2.5. Appellant kan zich niet verenigen met het bestreden besluit. Hij betoogt dat verweerder, ondanks zijn bereidheid tot het nemen van reducerende maatregelen, niet heeft aangegeven welke maatregelen hij had moeten treffen. Hiertoe voert hij aan dat verweerder heeft nagelaten om aan te geven bij vermindering van welk aantal dieren er aan de normen uit het Besluit luchtkwaliteit kan worden voldaan, zodat de vergunning had kunnen worden verleend. Tot slot betoogt hij dat het salderen van ammoniak, dat volgens hem in dit geval is toegepast, ook tot het salderen van zwevende deeltjes (PM10) zal leiden.
2.5.1. Ingevolge artikel 20 van het Besluit luchtkwaliteit gelden voor zwevende deeltjes (PM10) de volgende grenswaarden voor de bescherming van de gezondheid van de mens:
a. 40 microgram per m3 als jaargemiddelde concentratie;
b. 50 microgram per m3 als vierentwintig-uurgemiddelde concentratie, waarbij geldt dat deze maximaal vijfendertig maal per kalenderjaar mag worden overschreden.
2.5.2. Voor zover appellant heeft betoogd dat verweerder heeft nagelaten aan te geven welke maatregelen moeten worden genomen om de vergunningverlening mogelijk te maken, overweegt de Afdeling dat uit het stelsel van de Wet milieubeheer volgt dat het bevoegde gezag dient te beslissen op de aanvraag zoals die is ingediend.
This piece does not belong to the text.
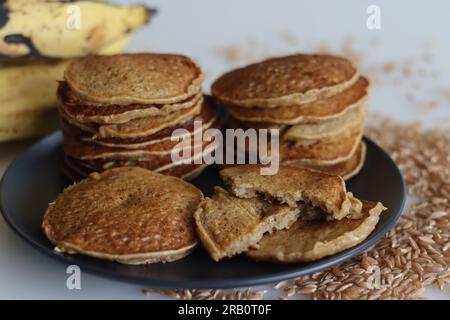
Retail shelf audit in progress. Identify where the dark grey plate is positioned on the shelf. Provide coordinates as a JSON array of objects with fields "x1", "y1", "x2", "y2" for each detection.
[{"x1": 0, "y1": 132, "x2": 405, "y2": 288}]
Verweerder heeft bij brief van 18 april 2006 aan appellant onder meer laten weten dat hij, teneinde vergunningverlening in verband met de luchtkwaliteit mogelijk te maken, zijn aanvraag dient aan te passen. Appellant heeft bij brief van 26 april 2006 te kennen gegeven niet tot aanpassing van de aanvraag over te gaan.
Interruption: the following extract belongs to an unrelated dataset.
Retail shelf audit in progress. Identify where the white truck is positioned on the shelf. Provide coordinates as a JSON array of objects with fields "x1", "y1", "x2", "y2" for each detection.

Blijkens de luchtkwaliteitrapportage wordt in de bestaande en in de aangevraagde situatie - wat er verder ook zij van het betoog van appellant dat het salderen van ammoniak tevens zou leiden tot het salderen van zwevende deeltjes (PM10) - niet voldaan aan de in het Besluit luchtkwaliteit gestelde grenswaarden, waarbij de aangevraagde uitbreiding van de inrichting leidt tot een verslechtering van de luchtkwaliteit ten aanzien van zwevende deeltjes. Appellant bestrijdt deze conclusie niet. Deze wordt tevens bevestigd in het door appellant ingediende nader stuk. De daarin voorgestelde maatregel om tot een reductie van zwevende deeltjes (PM10) te komen, is niet aangevraagd, zodat verweerder het toepassen van deze maatregel niet bij zijn beoordeling heeft kunnen betrekken.
Gelet op het vorenstaande heeft verweerder de vergunning terecht geweigerd.
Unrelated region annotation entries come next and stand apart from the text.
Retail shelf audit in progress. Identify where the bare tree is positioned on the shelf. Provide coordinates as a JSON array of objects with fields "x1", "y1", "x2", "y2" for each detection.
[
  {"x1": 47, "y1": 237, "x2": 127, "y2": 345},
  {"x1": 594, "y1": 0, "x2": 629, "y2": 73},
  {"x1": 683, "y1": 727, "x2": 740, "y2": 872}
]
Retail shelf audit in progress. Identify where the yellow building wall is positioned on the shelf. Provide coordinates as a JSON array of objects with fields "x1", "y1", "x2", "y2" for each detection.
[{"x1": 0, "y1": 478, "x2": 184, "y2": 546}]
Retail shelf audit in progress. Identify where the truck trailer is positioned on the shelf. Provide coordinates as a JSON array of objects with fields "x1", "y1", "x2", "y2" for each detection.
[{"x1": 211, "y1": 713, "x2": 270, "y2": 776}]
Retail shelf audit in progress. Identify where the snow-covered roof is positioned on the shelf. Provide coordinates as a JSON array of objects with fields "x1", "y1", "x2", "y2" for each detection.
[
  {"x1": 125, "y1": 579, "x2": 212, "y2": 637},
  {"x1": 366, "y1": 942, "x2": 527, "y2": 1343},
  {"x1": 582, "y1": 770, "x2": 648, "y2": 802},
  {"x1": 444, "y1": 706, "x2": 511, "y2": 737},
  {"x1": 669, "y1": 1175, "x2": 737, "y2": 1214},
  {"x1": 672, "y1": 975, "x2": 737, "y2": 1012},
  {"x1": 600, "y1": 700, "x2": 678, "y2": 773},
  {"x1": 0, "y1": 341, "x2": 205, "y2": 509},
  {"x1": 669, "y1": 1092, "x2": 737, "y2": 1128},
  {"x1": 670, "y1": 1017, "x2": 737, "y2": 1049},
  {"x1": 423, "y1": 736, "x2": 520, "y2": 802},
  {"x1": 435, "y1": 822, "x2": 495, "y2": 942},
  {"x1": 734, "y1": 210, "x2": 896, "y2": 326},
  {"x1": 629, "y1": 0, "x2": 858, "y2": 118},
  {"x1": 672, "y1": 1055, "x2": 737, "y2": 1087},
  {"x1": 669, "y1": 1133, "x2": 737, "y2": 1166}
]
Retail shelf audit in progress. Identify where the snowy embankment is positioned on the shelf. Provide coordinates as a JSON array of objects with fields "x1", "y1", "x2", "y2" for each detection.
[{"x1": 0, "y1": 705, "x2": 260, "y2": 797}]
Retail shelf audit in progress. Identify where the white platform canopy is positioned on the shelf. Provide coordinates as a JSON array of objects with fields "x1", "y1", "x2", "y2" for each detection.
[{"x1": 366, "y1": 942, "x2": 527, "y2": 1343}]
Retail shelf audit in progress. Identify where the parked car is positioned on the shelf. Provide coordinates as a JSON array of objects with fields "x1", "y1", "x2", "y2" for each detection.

2.6. Het beroep is ongegrond. Nu het aspect luchtkwaliteit bepalend is voor de vraag of de vergunning verleend kan worden, behoeven de overige beroepsgronden geen bespreking.
2.7. Voor een proceskostenveroordeling bestaat geen aanleiding.
De Afdeling bestuursrechtspraak van de Raad van State
Recht doende in naam der Koningin:
verklaart het beroep ongegrond.
Aldus vastgesteld door mr. K. Brink, Voorzitter, en mr. S.F.M. Wortmann en mr. J.H. van Kreveld, Leden, in tegenwoordigheid van mr. I. Beurmanjer-de Lange, ambtenaar van Staat.